What I won’t do, though, is sacrifice my own goals for theirs.
missanthrope
@Riker:
No one has asked that of you except for our collective political enemies (republicans, christians and bigots). They’re the ones who are asking people who are saying that trans rights are “a step too far” and be jettisoned for votes or acceptance of cis gay people. Divide and conquer is their strategy, don’t let it work. Rights are not a zero-sum game.
Riker
@missanthrope: If the trans community hadn’t been so aggressive and insistent, we would have had ENDA by now.
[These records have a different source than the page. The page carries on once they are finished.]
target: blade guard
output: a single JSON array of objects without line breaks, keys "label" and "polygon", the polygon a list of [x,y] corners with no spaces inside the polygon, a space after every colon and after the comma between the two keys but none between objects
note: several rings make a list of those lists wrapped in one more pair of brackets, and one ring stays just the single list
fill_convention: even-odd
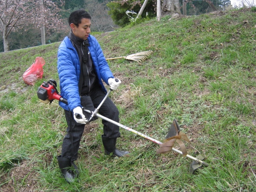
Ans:
[{"label": "blade guard", "polygon": [[172,149],[175,142],[177,142],[180,147],[183,156],[188,154],[186,146],[182,139],[189,142],[189,140],[184,133],[180,131],[180,126],[175,119],[173,120],[167,135],[166,137],[164,142],[160,145],[160,148],[156,150],[158,154],[166,154],[172,151]]}]

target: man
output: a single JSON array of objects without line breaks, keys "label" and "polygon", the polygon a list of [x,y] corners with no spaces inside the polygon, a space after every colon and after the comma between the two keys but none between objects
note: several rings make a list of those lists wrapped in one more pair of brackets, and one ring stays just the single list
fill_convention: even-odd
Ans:
[{"label": "man", "polygon": [[[100,46],[95,37],[90,35],[91,17],[83,10],[72,12],[68,18],[71,28],[69,35],[62,42],[58,53],[58,72],[62,96],[68,105],[60,102],[64,110],[68,124],[63,139],[61,155],[57,158],[64,178],[72,182],[77,176],[76,160],[81,138],[87,119],[82,107],[88,103],[96,108],[105,97],[106,90],[102,80],[115,90],[121,81],[115,79]],[[91,101],[90,103],[89,101]],[[119,112],[108,97],[100,108],[103,116],[119,122]],[[116,138],[120,136],[119,127],[102,120],[102,141],[105,153],[120,157],[129,153],[116,148]],[[76,169],[71,169],[73,165]]]}]

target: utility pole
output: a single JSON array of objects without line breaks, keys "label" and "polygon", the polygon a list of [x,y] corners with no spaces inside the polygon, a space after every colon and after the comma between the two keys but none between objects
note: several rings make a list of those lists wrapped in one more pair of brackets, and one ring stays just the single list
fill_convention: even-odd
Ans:
[{"label": "utility pole", "polygon": [[161,0],[157,0],[156,2],[156,20],[157,21],[160,20],[161,17]]},{"label": "utility pole", "polygon": [[186,0],[183,0],[183,2],[182,8],[183,15],[187,15],[187,2]]},{"label": "utility pole", "polygon": [[44,31],[44,0],[40,1],[40,11],[41,11],[41,40],[42,44],[45,45],[45,32]]}]

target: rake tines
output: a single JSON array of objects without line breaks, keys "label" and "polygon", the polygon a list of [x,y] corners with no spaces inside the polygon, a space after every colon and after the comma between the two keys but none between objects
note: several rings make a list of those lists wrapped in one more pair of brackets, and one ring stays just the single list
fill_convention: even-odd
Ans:
[{"label": "rake tines", "polygon": [[132,54],[127,56],[106,59],[106,60],[113,60],[114,59],[124,58],[127,60],[136,61],[139,63],[147,59],[148,56],[152,54],[152,53],[153,53],[153,51],[144,51],[143,52]]}]

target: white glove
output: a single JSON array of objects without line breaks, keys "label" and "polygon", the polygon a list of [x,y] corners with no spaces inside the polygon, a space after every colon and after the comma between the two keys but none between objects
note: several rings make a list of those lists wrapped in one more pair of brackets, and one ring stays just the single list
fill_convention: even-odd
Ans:
[{"label": "white glove", "polygon": [[121,84],[121,81],[118,79],[110,78],[108,80],[108,82],[110,86],[110,89],[112,90],[116,90]]},{"label": "white glove", "polygon": [[81,107],[76,107],[73,110],[73,113],[74,113],[74,118],[76,122],[82,124],[86,124],[85,121],[87,121],[87,119],[85,118],[85,116],[83,114],[83,110],[82,109]]}]

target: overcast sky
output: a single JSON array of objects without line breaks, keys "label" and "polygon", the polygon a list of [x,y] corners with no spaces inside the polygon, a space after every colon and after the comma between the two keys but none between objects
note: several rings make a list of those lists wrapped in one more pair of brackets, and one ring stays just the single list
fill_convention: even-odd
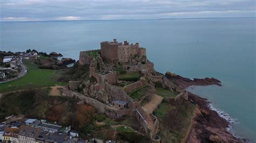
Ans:
[{"label": "overcast sky", "polygon": [[255,17],[255,0],[0,0],[0,21]]}]

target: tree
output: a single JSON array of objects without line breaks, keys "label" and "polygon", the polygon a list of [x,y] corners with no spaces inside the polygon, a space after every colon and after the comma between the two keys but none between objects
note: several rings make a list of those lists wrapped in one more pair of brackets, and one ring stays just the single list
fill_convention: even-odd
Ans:
[{"label": "tree", "polygon": [[27,49],[26,51],[26,53],[30,53],[30,52],[31,52],[31,50],[30,49]]},{"label": "tree", "polygon": [[93,118],[95,109],[87,104],[79,105],[78,106],[76,115],[78,121],[78,127],[82,129],[84,126],[91,122]]}]

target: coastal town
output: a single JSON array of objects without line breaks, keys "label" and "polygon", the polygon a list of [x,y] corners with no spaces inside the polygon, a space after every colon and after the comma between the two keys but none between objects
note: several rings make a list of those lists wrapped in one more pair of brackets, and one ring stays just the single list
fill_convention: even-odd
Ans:
[{"label": "coastal town", "polygon": [[[101,42],[100,49],[81,51],[70,68],[66,66],[75,61],[56,59],[60,54],[28,52],[3,56],[2,78],[8,81],[0,88],[3,142],[240,141],[226,131],[228,123],[208,110],[206,101],[185,90],[192,85],[221,86],[220,81],[157,72],[139,43]],[[16,69],[6,67],[11,63]],[[14,78],[8,76],[10,70],[17,70]],[[41,78],[50,82],[38,84]],[[6,111],[11,113],[4,110],[9,100],[13,103]],[[19,105],[25,109],[19,110]],[[219,123],[205,121],[209,116]]]}]

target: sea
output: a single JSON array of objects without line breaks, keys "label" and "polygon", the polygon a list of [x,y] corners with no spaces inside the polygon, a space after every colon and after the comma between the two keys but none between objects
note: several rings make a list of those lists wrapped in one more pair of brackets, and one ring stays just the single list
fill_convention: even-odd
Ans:
[{"label": "sea", "polygon": [[0,23],[0,51],[57,52],[77,60],[100,42],[139,42],[155,69],[223,86],[192,86],[230,121],[235,135],[256,141],[255,19],[253,18]]}]

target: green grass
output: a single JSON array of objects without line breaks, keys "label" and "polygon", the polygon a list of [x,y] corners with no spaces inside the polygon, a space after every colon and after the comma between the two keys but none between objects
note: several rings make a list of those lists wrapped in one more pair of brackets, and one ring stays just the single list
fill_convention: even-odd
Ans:
[{"label": "green grass", "polygon": [[175,97],[179,94],[179,92],[166,90],[163,88],[156,88],[155,94],[161,96],[163,97]]},{"label": "green grass", "polygon": [[143,96],[147,94],[149,90],[149,86],[144,86],[131,92],[129,94],[129,96],[134,99],[140,100]]},{"label": "green grass", "polygon": [[164,142],[181,142],[191,124],[196,106],[186,100],[176,105],[164,102],[155,112],[160,121],[158,134]]},{"label": "green grass", "polygon": [[87,51],[86,53],[89,55],[91,56],[91,53],[92,53],[92,56],[96,59],[97,57],[98,57],[98,53],[100,52],[100,49],[96,50],[96,51]]},{"label": "green grass", "polygon": [[125,74],[118,74],[118,80],[121,81],[136,81],[139,80],[142,74],[139,72],[127,72]]},{"label": "green grass", "polygon": [[160,107],[156,111],[155,115],[158,118],[163,118],[172,109],[174,109],[175,107],[169,105],[167,103],[163,103]]},{"label": "green grass", "polygon": [[111,119],[109,118],[106,118],[106,119],[105,119],[104,122],[105,122],[106,124],[108,125],[114,125],[118,124],[118,122],[112,120]]},{"label": "green grass", "polygon": [[39,69],[37,65],[31,60],[24,60],[24,63],[28,69],[27,74],[22,77],[8,82],[1,83],[0,92],[25,89],[27,88],[41,88],[53,86],[55,84],[66,85],[66,82],[53,80],[55,77],[59,76],[60,72],[48,69]]},{"label": "green grass", "polygon": [[145,99],[144,99],[140,102],[140,106],[143,106],[144,105],[145,105],[145,104],[146,104],[146,103],[147,103],[147,102],[148,102],[147,98],[145,98]]},{"label": "green grass", "polygon": [[124,133],[130,133],[133,132],[132,129],[127,127],[126,127],[126,128],[125,128],[125,126],[119,126],[116,128],[116,129]]}]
Trans activists tried to rain on our parade in New York by criticizing us for not devoting resources to passing GENDA instead of the Marriage Equality Act.
Everytime we both want something, they seem to demand that we put their needs above our own. While I do wholeheartedly support their right to equality under the law, I won’t put my own equality in jeapordy for them.
Reality Check
Commenter Zoe Brain, above, hates gay people and says homosexuality “should be discouraged”.
On his blog he said two gay men getting married makes him -sorry, “her” – want to puke.
Sweetbrandigirl2004
@Zoe Brain: Do you see were it say’s “transsexualism” ? The standards of care are intended for Transsexuals NOT Transgender wannabes who self diagnosis and self medicate. EVERYONE needs to make sure they are clear in when they talk about Trans” people that they distinguish between whom they are referring as there are HUGE differences between Transsexuals AND Transgender.
Carson
Finally. Great post, Villarreal. You did a great job with this post and bringing attention to this problem. And for all the LGB people bashing T people, FUCK OFF. No, I’m not trans. Just not an ignorant narcissistic bastard.